Nello specifico, si legge che questa radioattività “è stata rilevata dopo qualche anno dalla loro istallazione: dai filtri, ai silos, fino anche ai tubi veri e propri che quotidianamente vedono passare al loro interno la materia prima che si trasforma in biossido di titanio. In quantità che potrebbero non essere tollerate dall’organismo umano che è quindi esposto a rischio per la salute”.

Sembra inoltre che questo tipo di ciclo produttivo pericoloso, in quasi 14 anni di attività, non sia mai stato cambiato. Nessuno dei “vertici dell’azienda, almeno è quanto sostiene la Procura, avrebbe mai evidenziato che parte dell’impianto emetta radioattività”. Motivi sufficienti per aprire un fascicolo d’indagine per traffico di rifiuti tossici e nocivi.

Un episodio che inevitabilmente fa pensare ai gravi rischi per la salute dei lavoratori in questi 14 anni di attività.
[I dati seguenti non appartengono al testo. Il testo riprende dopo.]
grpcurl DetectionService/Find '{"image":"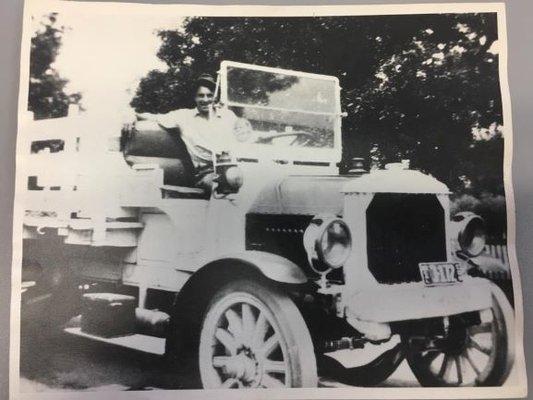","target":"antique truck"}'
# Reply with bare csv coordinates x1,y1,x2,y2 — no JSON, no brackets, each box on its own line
21,61,514,388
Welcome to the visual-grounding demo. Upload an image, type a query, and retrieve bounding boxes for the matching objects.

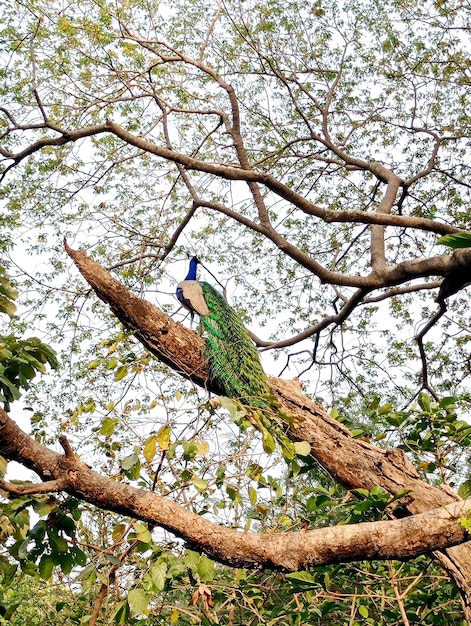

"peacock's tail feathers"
[200,282,269,407]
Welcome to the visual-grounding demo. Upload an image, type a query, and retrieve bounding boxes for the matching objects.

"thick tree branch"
[0,409,471,571]
[0,120,463,235]
[62,241,471,619]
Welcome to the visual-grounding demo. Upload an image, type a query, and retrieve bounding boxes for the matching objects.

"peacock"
[176,257,269,407]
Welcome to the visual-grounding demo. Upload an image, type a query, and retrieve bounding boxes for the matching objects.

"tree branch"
[0,409,471,571]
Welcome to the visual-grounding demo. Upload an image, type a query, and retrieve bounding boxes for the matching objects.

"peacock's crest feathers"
[200,282,269,407]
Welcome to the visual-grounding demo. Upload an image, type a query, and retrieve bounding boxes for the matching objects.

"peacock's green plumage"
[200,282,269,407]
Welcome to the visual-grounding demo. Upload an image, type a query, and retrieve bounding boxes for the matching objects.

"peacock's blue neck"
[185,257,198,280]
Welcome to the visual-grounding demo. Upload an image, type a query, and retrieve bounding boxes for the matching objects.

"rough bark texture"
[0,409,471,571]
[0,244,471,623]
[61,245,471,624]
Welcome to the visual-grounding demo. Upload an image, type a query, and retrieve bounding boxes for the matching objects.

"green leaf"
[134,522,152,543]
[142,435,157,463]
[294,441,311,456]
[148,561,167,592]
[128,588,149,615]
[285,572,316,586]
[114,365,129,381]
[99,417,119,437]
[438,233,471,250]
[262,428,276,454]
[191,474,209,493]
[156,426,171,450]
[0,295,16,317]
[198,554,214,583]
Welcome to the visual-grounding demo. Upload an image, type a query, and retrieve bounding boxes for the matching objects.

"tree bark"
[0,409,471,572]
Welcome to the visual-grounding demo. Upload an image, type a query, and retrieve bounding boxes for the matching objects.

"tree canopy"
[0,0,471,626]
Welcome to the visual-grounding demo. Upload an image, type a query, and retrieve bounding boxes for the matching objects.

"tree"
[0,2,471,623]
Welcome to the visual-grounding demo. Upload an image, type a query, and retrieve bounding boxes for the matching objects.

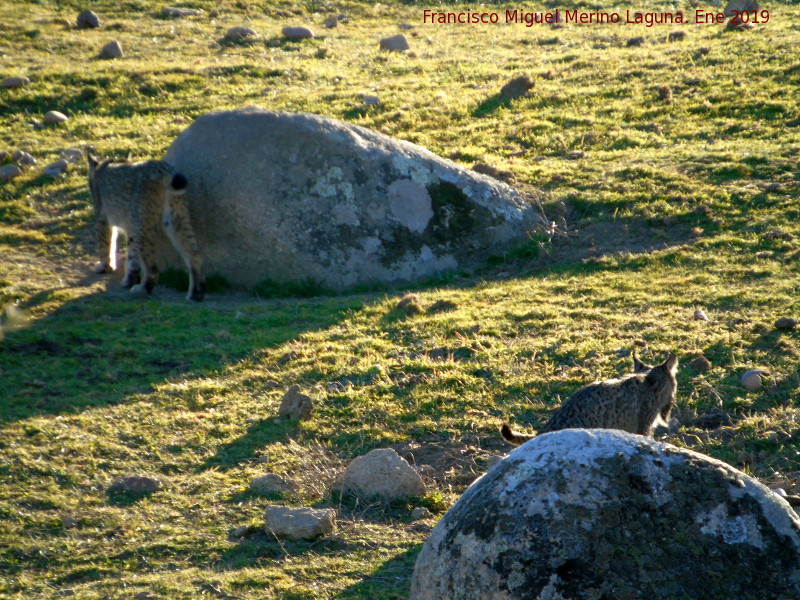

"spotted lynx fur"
[500,354,678,446]
[88,154,205,302]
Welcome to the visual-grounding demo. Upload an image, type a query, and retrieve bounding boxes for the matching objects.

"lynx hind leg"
[163,173,206,302]
[94,220,117,274]
[122,237,142,290]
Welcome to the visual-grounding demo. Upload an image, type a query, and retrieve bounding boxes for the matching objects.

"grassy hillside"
[0,0,800,600]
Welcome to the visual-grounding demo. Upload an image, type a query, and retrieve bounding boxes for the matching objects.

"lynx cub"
[500,354,678,446]
[88,154,205,302]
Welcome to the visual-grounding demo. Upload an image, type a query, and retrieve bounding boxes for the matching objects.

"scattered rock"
[11,150,36,167]
[500,75,536,100]
[44,110,69,125]
[99,40,123,59]
[472,163,516,183]
[742,369,769,392]
[42,158,69,177]
[223,27,258,42]
[695,410,733,431]
[61,148,83,164]
[159,108,541,291]
[264,505,336,539]
[0,77,31,88]
[250,473,298,496]
[281,27,314,40]
[61,516,78,529]
[75,10,100,29]
[409,429,800,600]
[689,354,711,372]
[380,33,411,51]
[108,475,161,496]
[278,384,314,421]
[342,448,425,500]
[161,6,203,18]
[411,506,433,521]
[0,165,22,181]
[394,294,425,315]
[427,300,458,315]
[775,317,797,329]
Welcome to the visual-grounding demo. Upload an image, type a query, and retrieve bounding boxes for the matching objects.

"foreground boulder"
[164,108,538,290]
[410,429,800,600]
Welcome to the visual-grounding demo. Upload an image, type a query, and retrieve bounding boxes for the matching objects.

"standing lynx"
[88,154,205,302]
[500,354,678,446]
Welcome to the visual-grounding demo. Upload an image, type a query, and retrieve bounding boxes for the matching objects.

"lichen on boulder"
[159,108,540,290]
[410,429,800,600]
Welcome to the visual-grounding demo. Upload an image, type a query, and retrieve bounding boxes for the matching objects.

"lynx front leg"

Secondo la procura, infatti, gli operai non sarebbero mai stati avvertiti del pericolo. Per questo, non avrebbero adottato le precauzioni necessarie previste in queste situazioni.

Consigliati screening sanitari agli operai

Proprio per questo da qualche mese, gli inquirenti hanno invitato gli operai a sottoporsi a screening sanitari.

Secondo le ultime informazioni, il quadro probatorio, già chiuso per i magistrati grossetani, sarebbe stato trasmesso alla Direzione Distrettuale Antimafia (la DDA) della Procura di Firenze per competenza in materia di rifiuti.

Saranno i magistrati, adesso, a decidere come procedere.

Come è semplice intuire, i sindacati si sono detti preoccupati. Gianni Baiocco, segretario provinciale della Uil ha infatti affermato: “Va fatta immediatamente un’indagine epidemiologica a tappeto sui lavoratori. Questo fatto, se venisse definitivamente accertato, mette sicuramente in crisi uno dei poli industriali della provincia e a rischio posti di lavoro di centinaia di persone. La magistratura indaghi in fretta per fugare ogni dubbio”.

Secondo Claudio Renzetti della Cgil, “fino a questo momento quell’azienda era considerata un modello virtuoso. Ci sono stati controlli e dobbiamo avere fiducia nelle istituzioni. Ma nello stesso tempo va rispettata l’autonomia e l’autorevolezza dei magistrati che devono fare chiarezza su questa faccenda”.